If the Republican Party is leaving young conservatives feeling sidelined, the twice-impeached, four-times-indicted former president is firing them up. Mitchell said Trump’s “cultural appeal” is almost as high as it was before the 2016 election, which many Gen Zers were not eligible to vote in. “His indictments have propelled him in pop culture to be spoken about on The Breakfast Club, and the Nelk Boys and Joe Rogan’s podcast,” Mitchell explained, referencing YouTubers and podcasters who hold major influence with millions of young Americans.

“He is the most famous man on the planet.”

Still, these Gen Z Republicans’ love of Trump won’t be enough to shore up the party’s future with young conservatives — let alone young moderates and independents — on its own. Run Gen Z’s goal isn’t to turn out voters in the presidential election, but to draw young people into the political process. Running for local office, helping shape a conservative policy agenda, supporting down-ballot candidates — all of that is bigger than one person.



In 2024, Trump is the Republican Party. But whether he wins or loses, reclaims his place behind the Resolute Desk or ends up behind bars, there will come a day when Trump exits the political arena. And when that happens, it’ll be this generation more than any other that inherits the fate of the party he leaves behind. The future of the party will be up to these young Republicans at the conference in Iowa — and it doesn’t bode well that, beyond Trump, they feel overlooked by the GOP.

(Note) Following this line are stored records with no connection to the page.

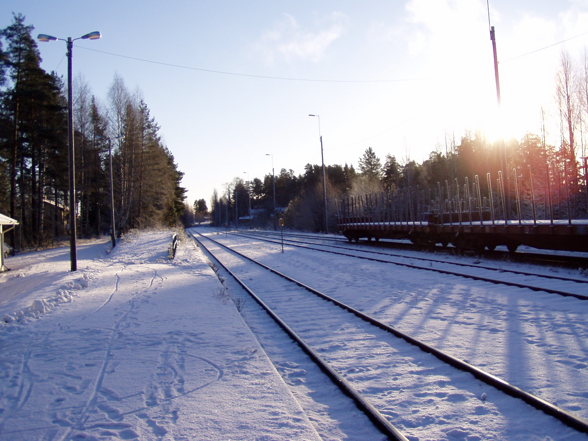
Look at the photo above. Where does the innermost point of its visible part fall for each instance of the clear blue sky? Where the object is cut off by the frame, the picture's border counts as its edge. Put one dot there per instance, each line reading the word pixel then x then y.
pixel 399 76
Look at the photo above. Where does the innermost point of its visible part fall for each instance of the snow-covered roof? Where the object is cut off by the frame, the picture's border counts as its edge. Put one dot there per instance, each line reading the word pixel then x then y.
pixel 5 220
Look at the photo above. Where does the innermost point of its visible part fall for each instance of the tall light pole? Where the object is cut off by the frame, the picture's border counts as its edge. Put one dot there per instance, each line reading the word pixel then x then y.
pixel 324 174
pixel 273 188
pixel 494 52
pixel 70 138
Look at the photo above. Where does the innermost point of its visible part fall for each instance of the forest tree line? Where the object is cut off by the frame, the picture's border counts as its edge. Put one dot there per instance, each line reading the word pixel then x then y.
pixel 33 152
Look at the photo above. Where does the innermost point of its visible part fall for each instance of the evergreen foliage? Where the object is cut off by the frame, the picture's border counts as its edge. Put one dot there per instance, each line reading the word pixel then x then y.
pixel 33 152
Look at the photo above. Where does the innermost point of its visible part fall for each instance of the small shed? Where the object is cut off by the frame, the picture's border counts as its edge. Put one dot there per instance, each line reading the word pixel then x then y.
pixel 6 224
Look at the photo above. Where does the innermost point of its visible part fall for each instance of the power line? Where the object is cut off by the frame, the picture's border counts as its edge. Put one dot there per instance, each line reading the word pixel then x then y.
pixel 557 43
pixel 248 75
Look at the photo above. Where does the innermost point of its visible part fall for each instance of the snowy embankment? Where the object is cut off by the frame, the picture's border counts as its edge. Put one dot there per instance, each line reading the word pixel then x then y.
pixel 133 346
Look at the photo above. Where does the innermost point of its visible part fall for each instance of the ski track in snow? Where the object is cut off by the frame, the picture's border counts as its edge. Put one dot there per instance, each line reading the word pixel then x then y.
pixel 133 355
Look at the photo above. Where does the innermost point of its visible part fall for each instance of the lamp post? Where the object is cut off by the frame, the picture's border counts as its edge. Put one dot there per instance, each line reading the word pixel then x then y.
pixel 70 138
pixel 247 185
pixel 112 218
pixel 273 187
pixel 324 174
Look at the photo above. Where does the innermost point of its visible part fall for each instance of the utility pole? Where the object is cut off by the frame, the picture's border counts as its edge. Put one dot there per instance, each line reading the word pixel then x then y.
pixel 493 39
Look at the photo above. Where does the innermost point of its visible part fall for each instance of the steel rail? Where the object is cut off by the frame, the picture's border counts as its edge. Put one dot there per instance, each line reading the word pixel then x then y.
pixel 534 258
pixel 372 413
pixel 565 417
pixel 437 270
pixel 428 259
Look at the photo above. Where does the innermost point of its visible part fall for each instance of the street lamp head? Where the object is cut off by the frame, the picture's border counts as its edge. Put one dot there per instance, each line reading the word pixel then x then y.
pixel 92 36
pixel 46 38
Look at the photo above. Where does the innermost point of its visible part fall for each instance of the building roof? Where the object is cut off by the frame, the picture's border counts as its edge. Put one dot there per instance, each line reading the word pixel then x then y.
pixel 5 220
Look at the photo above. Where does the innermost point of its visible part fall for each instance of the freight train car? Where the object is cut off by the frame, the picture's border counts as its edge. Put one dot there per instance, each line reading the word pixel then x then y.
pixel 469 215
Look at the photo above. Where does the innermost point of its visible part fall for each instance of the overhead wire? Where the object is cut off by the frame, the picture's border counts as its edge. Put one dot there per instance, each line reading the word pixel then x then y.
pixel 249 75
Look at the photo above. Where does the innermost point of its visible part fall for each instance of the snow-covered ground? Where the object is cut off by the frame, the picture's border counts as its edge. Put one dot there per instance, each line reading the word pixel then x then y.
pixel 133 346
pixel 532 339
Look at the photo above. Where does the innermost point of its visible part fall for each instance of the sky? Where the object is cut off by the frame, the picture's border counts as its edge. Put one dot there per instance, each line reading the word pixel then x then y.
pixel 232 83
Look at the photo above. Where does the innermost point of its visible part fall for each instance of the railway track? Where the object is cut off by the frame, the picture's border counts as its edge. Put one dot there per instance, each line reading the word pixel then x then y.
pixel 363 336
pixel 550 283
pixel 569 261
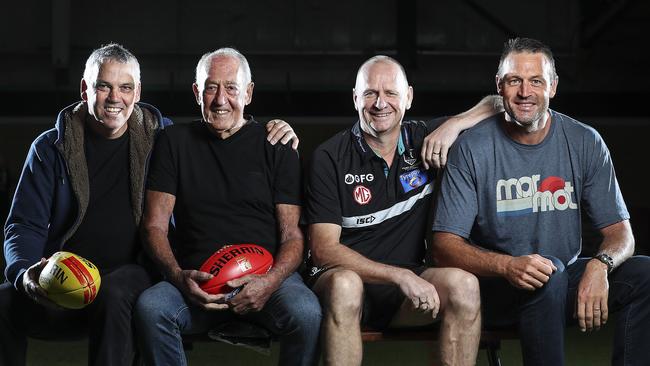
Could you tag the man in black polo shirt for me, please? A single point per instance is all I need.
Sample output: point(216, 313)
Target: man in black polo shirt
point(225, 184)
point(369, 195)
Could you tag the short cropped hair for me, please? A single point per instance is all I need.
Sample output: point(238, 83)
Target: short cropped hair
point(530, 45)
point(377, 59)
point(110, 52)
point(204, 64)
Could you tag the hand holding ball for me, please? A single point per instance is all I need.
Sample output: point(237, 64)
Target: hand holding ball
point(70, 280)
point(232, 262)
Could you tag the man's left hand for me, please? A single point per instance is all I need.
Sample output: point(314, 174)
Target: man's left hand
point(255, 293)
point(436, 145)
point(593, 290)
point(279, 130)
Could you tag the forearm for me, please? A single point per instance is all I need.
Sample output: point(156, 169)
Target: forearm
point(618, 242)
point(450, 250)
point(488, 106)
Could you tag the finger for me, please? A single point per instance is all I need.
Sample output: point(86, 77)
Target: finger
point(546, 264)
point(589, 315)
point(597, 317)
point(442, 158)
point(199, 276)
point(533, 282)
point(541, 277)
point(272, 123)
point(581, 316)
point(215, 307)
point(240, 281)
point(287, 137)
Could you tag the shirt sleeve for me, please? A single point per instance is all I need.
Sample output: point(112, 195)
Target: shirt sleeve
point(163, 170)
point(323, 201)
point(601, 197)
point(457, 202)
point(288, 183)
point(27, 227)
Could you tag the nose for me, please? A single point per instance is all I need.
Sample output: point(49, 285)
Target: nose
point(380, 103)
point(220, 97)
point(114, 94)
point(524, 89)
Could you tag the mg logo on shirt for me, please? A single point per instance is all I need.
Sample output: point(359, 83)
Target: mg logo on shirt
point(362, 195)
point(358, 178)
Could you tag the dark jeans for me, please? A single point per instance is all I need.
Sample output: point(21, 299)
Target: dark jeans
point(163, 315)
point(541, 316)
point(107, 321)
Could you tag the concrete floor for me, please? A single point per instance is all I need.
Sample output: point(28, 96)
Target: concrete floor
point(582, 349)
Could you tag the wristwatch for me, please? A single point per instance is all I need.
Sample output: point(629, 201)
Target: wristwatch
point(609, 262)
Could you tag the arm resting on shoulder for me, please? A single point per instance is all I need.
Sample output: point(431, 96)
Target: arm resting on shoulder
point(436, 145)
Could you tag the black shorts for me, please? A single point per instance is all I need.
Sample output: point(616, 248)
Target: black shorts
point(380, 302)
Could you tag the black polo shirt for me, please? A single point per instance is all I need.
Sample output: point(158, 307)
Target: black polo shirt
point(382, 212)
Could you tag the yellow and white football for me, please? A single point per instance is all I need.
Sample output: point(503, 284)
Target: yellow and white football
point(70, 281)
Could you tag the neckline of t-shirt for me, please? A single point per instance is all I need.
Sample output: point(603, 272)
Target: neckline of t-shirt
point(547, 138)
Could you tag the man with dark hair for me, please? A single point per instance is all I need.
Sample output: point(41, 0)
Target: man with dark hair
point(509, 211)
point(224, 184)
point(368, 199)
point(81, 190)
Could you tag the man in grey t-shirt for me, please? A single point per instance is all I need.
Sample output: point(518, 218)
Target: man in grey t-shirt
point(509, 212)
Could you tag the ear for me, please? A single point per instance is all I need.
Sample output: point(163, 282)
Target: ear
point(137, 92)
point(197, 93)
point(554, 87)
point(249, 92)
point(84, 88)
point(409, 97)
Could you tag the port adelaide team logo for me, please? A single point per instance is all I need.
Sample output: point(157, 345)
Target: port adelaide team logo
point(360, 193)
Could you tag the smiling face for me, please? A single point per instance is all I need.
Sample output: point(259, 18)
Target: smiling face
point(381, 96)
point(111, 98)
point(527, 83)
point(223, 94)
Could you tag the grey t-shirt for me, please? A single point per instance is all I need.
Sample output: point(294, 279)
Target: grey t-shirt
point(523, 199)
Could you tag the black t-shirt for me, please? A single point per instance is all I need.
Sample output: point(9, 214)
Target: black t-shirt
point(107, 235)
point(226, 190)
point(383, 217)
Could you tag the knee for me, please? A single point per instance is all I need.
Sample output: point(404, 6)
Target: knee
point(464, 291)
point(634, 271)
point(343, 292)
point(149, 309)
point(122, 287)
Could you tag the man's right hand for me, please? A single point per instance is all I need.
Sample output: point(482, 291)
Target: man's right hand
point(187, 281)
point(32, 288)
point(529, 272)
point(421, 293)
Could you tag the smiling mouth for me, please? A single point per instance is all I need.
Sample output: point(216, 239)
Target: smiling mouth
point(113, 110)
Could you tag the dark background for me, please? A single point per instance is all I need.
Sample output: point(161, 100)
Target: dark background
point(304, 56)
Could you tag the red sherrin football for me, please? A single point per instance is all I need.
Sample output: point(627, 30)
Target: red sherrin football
point(234, 261)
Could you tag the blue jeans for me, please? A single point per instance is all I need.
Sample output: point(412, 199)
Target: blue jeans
point(541, 315)
point(163, 315)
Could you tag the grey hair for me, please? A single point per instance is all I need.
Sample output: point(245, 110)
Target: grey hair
point(204, 64)
point(377, 59)
point(110, 52)
point(530, 45)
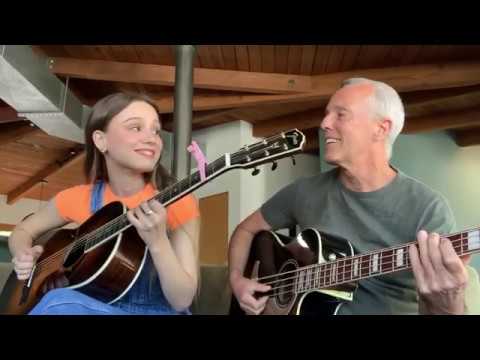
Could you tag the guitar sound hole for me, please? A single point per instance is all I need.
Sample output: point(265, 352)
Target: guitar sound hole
point(285, 285)
point(75, 254)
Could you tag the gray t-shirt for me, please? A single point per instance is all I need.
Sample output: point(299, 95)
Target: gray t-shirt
point(369, 221)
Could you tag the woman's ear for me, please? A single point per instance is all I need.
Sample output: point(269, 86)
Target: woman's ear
point(100, 141)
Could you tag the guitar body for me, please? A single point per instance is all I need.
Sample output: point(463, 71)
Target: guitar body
point(105, 272)
point(105, 255)
point(276, 255)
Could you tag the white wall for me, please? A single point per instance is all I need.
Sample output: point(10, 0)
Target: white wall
point(246, 192)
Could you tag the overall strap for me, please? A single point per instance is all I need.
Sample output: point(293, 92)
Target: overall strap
point(96, 200)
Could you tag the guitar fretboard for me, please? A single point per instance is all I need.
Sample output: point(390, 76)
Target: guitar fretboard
point(165, 197)
point(354, 268)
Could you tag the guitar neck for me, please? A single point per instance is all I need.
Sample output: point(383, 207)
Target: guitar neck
point(376, 263)
point(165, 197)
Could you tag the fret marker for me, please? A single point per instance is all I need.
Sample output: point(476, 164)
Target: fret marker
point(474, 240)
point(399, 257)
point(375, 263)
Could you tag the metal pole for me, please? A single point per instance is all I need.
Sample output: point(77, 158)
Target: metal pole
point(182, 116)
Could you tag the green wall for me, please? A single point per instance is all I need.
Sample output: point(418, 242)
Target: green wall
point(435, 159)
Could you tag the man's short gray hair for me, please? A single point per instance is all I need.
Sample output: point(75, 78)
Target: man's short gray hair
point(386, 103)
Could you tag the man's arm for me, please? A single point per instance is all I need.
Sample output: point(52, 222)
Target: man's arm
point(239, 249)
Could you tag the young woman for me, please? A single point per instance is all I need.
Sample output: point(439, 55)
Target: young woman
point(123, 148)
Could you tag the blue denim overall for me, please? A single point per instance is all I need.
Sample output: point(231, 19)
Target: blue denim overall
point(145, 297)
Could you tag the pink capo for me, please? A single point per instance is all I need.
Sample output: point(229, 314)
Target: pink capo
point(195, 150)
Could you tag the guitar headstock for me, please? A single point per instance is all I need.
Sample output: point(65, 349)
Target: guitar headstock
point(284, 144)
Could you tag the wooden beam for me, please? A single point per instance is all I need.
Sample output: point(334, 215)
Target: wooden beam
point(457, 100)
point(164, 75)
point(468, 137)
point(8, 115)
point(409, 78)
point(12, 132)
point(48, 171)
point(453, 120)
point(202, 102)
point(304, 120)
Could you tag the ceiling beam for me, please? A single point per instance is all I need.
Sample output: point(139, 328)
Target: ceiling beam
point(451, 120)
point(302, 120)
point(43, 174)
point(469, 137)
point(164, 75)
point(11, 132)
point(408, 78)
point(8, 115)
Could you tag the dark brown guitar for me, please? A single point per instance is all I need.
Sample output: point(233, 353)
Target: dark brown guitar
point(315, 273)
point(105, 255)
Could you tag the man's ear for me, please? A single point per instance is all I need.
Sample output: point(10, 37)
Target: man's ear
point(99, 140)
point(383, 129)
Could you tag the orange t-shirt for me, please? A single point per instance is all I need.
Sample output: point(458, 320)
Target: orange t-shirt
point(73, 204)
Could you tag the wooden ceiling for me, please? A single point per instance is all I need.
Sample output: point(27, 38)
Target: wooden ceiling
point(274, 87)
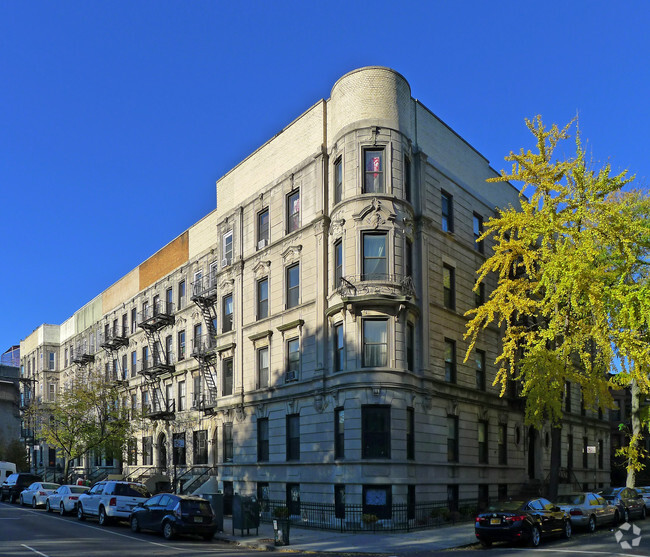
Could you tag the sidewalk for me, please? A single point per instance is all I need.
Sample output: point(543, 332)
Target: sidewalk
point(305, 539)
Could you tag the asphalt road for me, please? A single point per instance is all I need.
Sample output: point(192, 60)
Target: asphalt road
point(34, 533)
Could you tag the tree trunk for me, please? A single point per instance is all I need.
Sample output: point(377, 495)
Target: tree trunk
point(556, 461)
point(635, 418)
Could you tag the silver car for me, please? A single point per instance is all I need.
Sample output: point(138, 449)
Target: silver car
point(588, 510)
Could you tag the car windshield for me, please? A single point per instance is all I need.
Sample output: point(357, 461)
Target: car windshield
point(132, 490)
point(78, 489)
point(194, 506)
point(571, 499)
point(506, 506)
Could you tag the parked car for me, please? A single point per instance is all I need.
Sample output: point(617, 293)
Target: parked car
point(37, 493)
point(645, 493)
point(588, 510)
point(175, 514)
point(528, 520)
point(111, 500)
point(65, 498)
point(15, 483)
point(628, 500)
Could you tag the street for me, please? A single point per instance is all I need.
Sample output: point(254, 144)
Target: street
point(25, 532)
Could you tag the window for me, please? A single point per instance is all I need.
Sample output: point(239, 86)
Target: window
point(147, 451)
point(452, 438)
point(293, 211)
point(227, 442)
point(338, 180)
point(197, 393)
point(407, 179)
point(375, 432)
point(182, 393)
point(134, 363)
point(410, 346)
point(479, 362)
point(293, 285)
point(181, 345)
point(375, 264)
point(447, 212)
point(338, 263)
point(408, 258)
point(227, 248)
point(479, 295)
point(448, 287)
point(293, 359)
point(263, 298)
point(227, 377)
point(502, 442)
point(181, 294)
point(339, 348)
point(450, 361)
point(410, 433)
point(262, 439)
point(200, 439)
point(478, 231)
point(178, 448)
point(263, 229)
point(483, 442)
point(263, 367)
point(226, 322)
point(375, 342)
point(293, 437)
point(339, 433)
point(374, 175)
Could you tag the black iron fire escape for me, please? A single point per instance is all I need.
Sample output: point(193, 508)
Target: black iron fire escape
point(205, 295)
point(153, 320)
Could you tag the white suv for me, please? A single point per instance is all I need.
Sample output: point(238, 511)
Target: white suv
point(111, 500)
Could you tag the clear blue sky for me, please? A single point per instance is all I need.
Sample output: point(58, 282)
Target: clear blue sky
point(117, 118)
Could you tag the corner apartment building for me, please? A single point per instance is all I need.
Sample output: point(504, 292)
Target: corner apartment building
point(304, 340)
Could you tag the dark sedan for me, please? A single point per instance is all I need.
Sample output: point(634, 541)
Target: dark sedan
point(525, 521)
point(629, 501)
point(175, 514)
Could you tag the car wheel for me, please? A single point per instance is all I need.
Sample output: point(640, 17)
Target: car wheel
point(168, 530)
point(103, 519)
point(535, 536)
point(591, 525)
point(567, 529)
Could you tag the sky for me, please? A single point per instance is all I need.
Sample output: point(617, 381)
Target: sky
point(118, 117)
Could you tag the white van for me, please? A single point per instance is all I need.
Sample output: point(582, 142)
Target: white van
point(6, 469)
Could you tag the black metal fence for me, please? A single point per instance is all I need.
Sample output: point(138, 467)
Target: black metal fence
point(399, 517)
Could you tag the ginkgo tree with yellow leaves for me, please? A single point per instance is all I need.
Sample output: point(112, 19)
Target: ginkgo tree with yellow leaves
point(570, 263)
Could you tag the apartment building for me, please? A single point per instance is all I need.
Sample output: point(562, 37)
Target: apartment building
point(304, 340)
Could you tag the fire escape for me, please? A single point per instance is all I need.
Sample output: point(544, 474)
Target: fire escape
point(204, 295)
point(153, 320)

That future could look bleak for Republicans if they fail to reach Gen Z and millennial voters, a combined cohort that will account for a majority of potential voters by 2028, according to an analysis by the Brookings Institution.

Entsuah, the former city councilman running for the Florida state Senate was blunt about the potential consequences of alienating the youth voting bloc: “It’s simple: the House, the Senate, the presidency,” he said. “If it continues on this trajectory and that generation gap is continually growing … then the party is going to be outnumbered, and there will be many more losses to come.”